Kein anderer Kontinent besitzt so viele verschiedene Ressourcen für einen produktiven Einigungsprozess, der allerdings unter Druck steht: Reiche und Arme driften auseinander, soziale und kulturelle Bindungen gehen verloren, ganze Gesellschaftsteile werden aus der Solidargemeinschaft abgekoppelt. Die europäische Einigung wird laut Oskar Negt ohne einen Lastenausgleich und ohne soziale Investitionen kaum zustande kommen.

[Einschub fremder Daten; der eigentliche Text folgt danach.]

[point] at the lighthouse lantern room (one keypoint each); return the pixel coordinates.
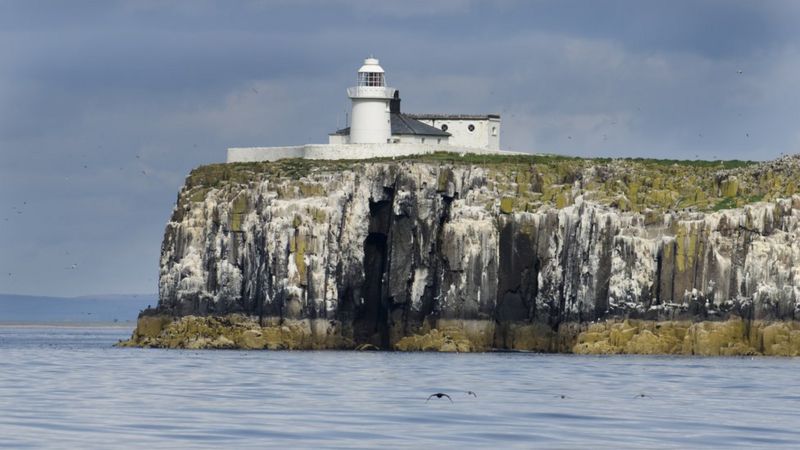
(370, 115)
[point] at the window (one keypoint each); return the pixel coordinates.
(370, 79)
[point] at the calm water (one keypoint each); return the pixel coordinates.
(68, 388)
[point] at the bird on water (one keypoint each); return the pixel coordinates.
(439, 395)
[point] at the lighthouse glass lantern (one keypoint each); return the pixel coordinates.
(371, 121)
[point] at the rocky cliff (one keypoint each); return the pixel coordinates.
(478, 252)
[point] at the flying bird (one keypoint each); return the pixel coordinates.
(439, 395)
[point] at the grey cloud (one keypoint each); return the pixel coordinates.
(94, 94)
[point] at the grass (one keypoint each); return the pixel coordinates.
(636, 184)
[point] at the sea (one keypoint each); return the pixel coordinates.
(69, 387)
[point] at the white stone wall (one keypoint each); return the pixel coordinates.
(345, 151)
(485, 135)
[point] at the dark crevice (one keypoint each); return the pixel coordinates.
(371, 321)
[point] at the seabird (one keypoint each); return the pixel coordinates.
(439, 395)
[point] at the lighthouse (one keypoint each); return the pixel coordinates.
(379, 129)
(370, 114)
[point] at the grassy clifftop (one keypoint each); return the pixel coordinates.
(528, 182)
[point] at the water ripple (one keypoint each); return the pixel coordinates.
(69, 388)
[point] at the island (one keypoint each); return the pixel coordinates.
(479, 252)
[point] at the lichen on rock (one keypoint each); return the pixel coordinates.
(476, 252)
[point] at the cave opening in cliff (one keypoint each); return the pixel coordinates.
(371, 322)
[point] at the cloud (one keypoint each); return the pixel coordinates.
(93, 94)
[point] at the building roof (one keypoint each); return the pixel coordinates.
(454, 116)
(404, 124)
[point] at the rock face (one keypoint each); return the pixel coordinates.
(520, 253)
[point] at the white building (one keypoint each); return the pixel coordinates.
(379, 129)
(476, 131)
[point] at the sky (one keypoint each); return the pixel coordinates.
(106, 106)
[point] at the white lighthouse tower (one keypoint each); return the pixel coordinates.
(370, 118)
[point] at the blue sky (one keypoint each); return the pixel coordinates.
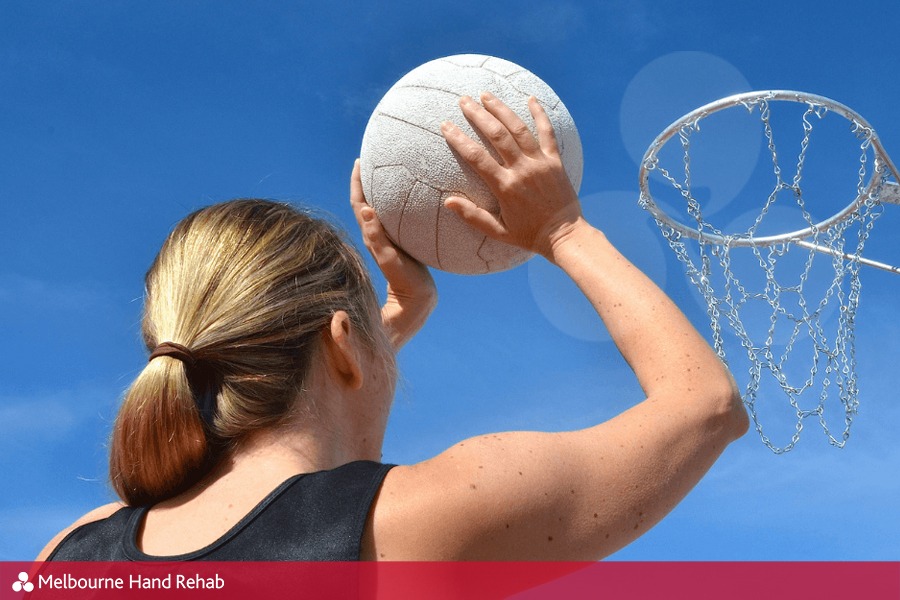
(117, 119)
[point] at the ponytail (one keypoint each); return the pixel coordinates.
(159, 446)
(247, 286)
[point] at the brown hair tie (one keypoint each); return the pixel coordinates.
(176, 351)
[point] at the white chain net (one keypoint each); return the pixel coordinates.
(795, 317)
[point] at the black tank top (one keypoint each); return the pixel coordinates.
(313, 516)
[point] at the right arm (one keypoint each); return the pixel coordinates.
(581, 494)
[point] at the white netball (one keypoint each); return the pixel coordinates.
(407, 168)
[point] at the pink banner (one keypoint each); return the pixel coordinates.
(612, 580)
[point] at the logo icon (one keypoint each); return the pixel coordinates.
(23, 585)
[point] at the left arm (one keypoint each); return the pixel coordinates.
(411, 294)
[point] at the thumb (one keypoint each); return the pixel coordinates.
(476, 217)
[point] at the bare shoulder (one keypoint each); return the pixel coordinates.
(95, 515)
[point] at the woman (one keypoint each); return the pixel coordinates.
(270, 360)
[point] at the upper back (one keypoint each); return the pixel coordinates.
(315, 516)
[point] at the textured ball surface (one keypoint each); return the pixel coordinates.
(407, 168)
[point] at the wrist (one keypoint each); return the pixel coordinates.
(568, 238)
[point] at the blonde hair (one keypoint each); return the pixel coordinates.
(247, 286)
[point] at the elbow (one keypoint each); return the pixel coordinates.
(726, 408)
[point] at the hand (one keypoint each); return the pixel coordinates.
(538, 207)
(411, 294)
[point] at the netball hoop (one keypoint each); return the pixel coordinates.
(774, 273)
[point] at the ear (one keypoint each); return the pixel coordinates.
(341, 345)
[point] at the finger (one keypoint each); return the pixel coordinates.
(357, 198)
(546, 134)
(472, 153)
(491, 129)
(476, 217)
(512, 122)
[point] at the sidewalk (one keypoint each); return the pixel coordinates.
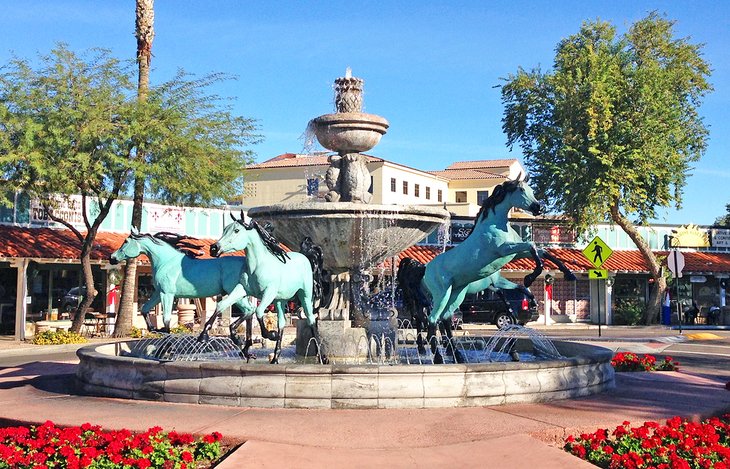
(519, 435)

Für den Sozialwissenschaftler Negt bildet das Erlernen von sozialer Verantwortung die Basis jeder demokratischen Gesellschaft. Er betont, dass Europa nicht auf ökonomische Fehlentwicklungen reduziert werden dürfe. Seine Streitschrift erinnert an ein gemeinsames, großes Projekt, das in der öffentlichen Wahrnehmung auf Schuldenkrisen im Mittelmeer reduziert wird. Ein realutopischer Gegenentwurf zur aktuellen Debatte.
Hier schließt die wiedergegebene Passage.